As part of that we’ve brought in musicians and song writers from the community, so we’ve brought in The Fogcutters, a 19-piece big band to play for these kids. They were blown away. Sontiago came and rapped. Sam James came in and told stories and played and showed them all his guitars, The Resonators. It’s been really exciting and a way to engage the community here. I think for some of these kids it’s the first time that they’ve been exposed to live music like that. The kids have loved it and the school has been really welcoming. I hope I get to continue that work with them.

Lisa:                         Because you’re talking about this I’m interested because I’m thinking about the different ways in which we communicate. Obviously we’re in a multimedia world these days, so we’ve got social media, we’re very image, very photo driven. The songwriting piece though it’s not necessarily something you immediately jump to. We think about sharing music but we don’t necessarily think about writing a song and sharing our story through music.

Emilia:                    It’s a really wonderful way to engage and talk about imagery, creating imagery only through words and through the feeling of the song. We talked a lot about literary tools and how to create really strong imagery, and storytelling. As humans we’ve been storytellers, every culture throughout history, and I think there’s a piece that’s really … Stories are important and for a lot of different reasons, for legacies, in terms of history, in terms empathy and being able to understand each other, and compassion, that is what stories do, they bring us in and allow us to live in somebody else’s shoes or experience somebody else’s experience.

I think all kids should be storytelling more and I think as a culture it’s becoming a lot more popular and kind of in vogue when you think about the moth and all these storytelling events that are becoming huge and it’s simple but I think it’s because it’s part of what we do as humans and crave in a way.

Lisa:                         I have recently done some … I guess some studying up on linguistics because I love language and I love the idea of languages. I had no idea that there are more than 6000 languages in the world. We think of some standards but what some people would call dialects, they’re actually languages. It’s just that they aren’t maybe as codified, they aren’t as written down. Also this idea that if the world were 24 hours old then it would only be 23 and a half would be when we started to write things down, so there is this amazing oral history tradition and probably part of it is carried through with song. You have this long legacy behind you.
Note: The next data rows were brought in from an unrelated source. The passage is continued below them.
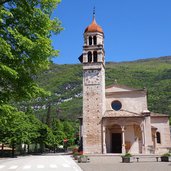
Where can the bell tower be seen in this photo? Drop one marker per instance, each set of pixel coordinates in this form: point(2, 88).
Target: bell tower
point(93, 87)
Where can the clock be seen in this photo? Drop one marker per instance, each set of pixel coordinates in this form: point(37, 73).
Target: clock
point(92, 76)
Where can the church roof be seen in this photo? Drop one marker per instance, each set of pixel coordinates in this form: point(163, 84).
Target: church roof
point(121, 113)
point(93, 27)
point(158, 115)
point(123, 87)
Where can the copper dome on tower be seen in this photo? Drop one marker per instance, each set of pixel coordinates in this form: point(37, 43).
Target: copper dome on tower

Emilia:                    Without a doubt. Without a doubt. We’re doing it digitally but I still firmly believe there’s no substitute for resonance and what happens when you hear a voice and it comes from a real body with emotions and we are all, we receive it in a different way when it’s actual sound.

Lisa:                         Emilia I know people are going to want to hear you at the Press Hotel at the first Friday that’s coming on October 2nd and they’re going to want to get your Live CD and they’re going to want to learn more about Seeds of Peace. Do you have a website?

Emilia:                    Yes, emiliadalhin.com. My name is spelt with an E, it’s E-M-I-L-I-A, Dahlin is D-A-H-L-I-N so emiliadahlin.com. I also have a Facebook page. You can find me in the digital world pretty easily, but I’d say the website and Facebook page are probably the best ways to find out about what’s going on and about The Transcendence Project Seeds collaboration.

Lisa:                         You can also see a picture of Emilia and her beautiful child and her lovely husband. They’re all in the Old Port Magazine Active Life. This is with Aaron Frederick. You can listen to the conversation we had with Aaron not so long ago. We’ve been speaking with Emilia Dahlin. She’s a singer-songwriter based in Greater Portland. It’s really been wonderful to speak with you today and thank you for all the great things you’re doing to bring music to the world.

Emilia:                    Oh I appreciate it. Thank you for having me. I’m grateful.